I think this is a pretty dangerous attitude, and it is really the only thing wrong with Linux, and probably leads to replacement of simple structure and functionality with a complex software suite that is merely more convenient, like systemd. "Let's change this thing because we want to, because it will improve performance 0.0024%"
Feature creep is what happens when restraint was not exercised.
IMO, since it really doesn't matter what the filesystem looks like, leave it be for standards and compatibility. Seriously, it takes, idk, maybe, a lack of humility to want to change fundamental characteristics of UNIX when the reasons for doing so are a little capricious.
I'm not really talking about the parent, fwiw. I'm talking about the crowd and ochlocracy.
There's plenty greybeards that for them "Linux" is a full screen terminal running emacs on decade-old hardware. "I don't use antialiased fonts, why the hell should I care about decent HiDPI support?" And then protest every time some working group tries to modernise and improve the Linux desktop. You see them every time on this forum.
I'm a greybeard, I've used Linux full time on the desktop for 20 years. I don't get this conservative, "we don't need it" attitude.
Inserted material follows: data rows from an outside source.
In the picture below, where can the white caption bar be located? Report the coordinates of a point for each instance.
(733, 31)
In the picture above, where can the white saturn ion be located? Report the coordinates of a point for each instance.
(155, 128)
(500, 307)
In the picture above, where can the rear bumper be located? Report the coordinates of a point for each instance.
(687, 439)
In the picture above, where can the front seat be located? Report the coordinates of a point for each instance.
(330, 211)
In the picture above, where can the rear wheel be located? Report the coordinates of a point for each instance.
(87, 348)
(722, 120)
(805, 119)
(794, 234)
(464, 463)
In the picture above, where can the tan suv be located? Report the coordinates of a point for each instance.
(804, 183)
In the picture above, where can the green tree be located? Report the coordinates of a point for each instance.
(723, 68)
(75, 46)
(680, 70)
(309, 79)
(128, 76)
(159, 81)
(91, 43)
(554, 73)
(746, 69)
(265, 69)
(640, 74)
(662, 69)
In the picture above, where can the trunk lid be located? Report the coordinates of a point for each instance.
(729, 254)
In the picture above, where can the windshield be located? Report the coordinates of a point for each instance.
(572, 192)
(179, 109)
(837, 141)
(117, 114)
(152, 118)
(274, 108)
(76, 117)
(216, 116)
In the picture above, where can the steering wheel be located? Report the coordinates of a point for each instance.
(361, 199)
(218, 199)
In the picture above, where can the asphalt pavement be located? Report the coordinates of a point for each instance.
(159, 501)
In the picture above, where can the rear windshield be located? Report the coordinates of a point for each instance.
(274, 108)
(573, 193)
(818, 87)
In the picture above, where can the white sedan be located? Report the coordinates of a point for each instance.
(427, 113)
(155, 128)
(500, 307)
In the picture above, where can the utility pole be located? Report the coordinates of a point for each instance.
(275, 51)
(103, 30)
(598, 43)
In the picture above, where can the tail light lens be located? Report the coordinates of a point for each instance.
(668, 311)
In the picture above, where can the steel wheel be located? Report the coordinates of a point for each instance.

Can't imagine the frustration deva must have.
It's a historical quirk on linux, where there is no clear separation between "base OS packages" and "3rd party packages".
On FreeBSD the split is very real, anything in /bin/ ships with my OS and is maintained and updated by the FreeBSD team. Anything in /usr/bin/ comes from ports and is thus a 3rd party package I installed and can be safely nuked and I need to maintain/update it.
All the files that might be expected by others to be in certain standard locations are sym-linked to those locations, e.g. the executables to /usr/bin,/usr/sbin,/bin or /sbin, in order to appear in PATH.
In this case you no longer need any kind of database to know which files may be safely nuked to delete any package.
Moreover, in FreeBSD there is no such separation between the "base OS packages" and "3rd party packages", implemented as a difference between root and /usr. You might have misremembered /usr/local, which is indeed a place for "3rd party packages" in all UNIX-derived operating systems.
There are many "base OS packages" that are installed in /usr/bin or in /usr/sbin.
In any FreeBSD system, you can see their source files in /usr/src/usr.bin and in /usr/src/usr.sbin.
I have been using FreeBSD for a quarter of century, since FreeBSD 2.0, and there has never been such a separation between root and /usr.
The separation between /bin and /usr/bin and the other similar pairs was made only to allow /usr to be unmounted, when it is on another device than the root device, but still have in the root file system the minimal set of tools needed for diagnosing and repairing any broken file system or network connection.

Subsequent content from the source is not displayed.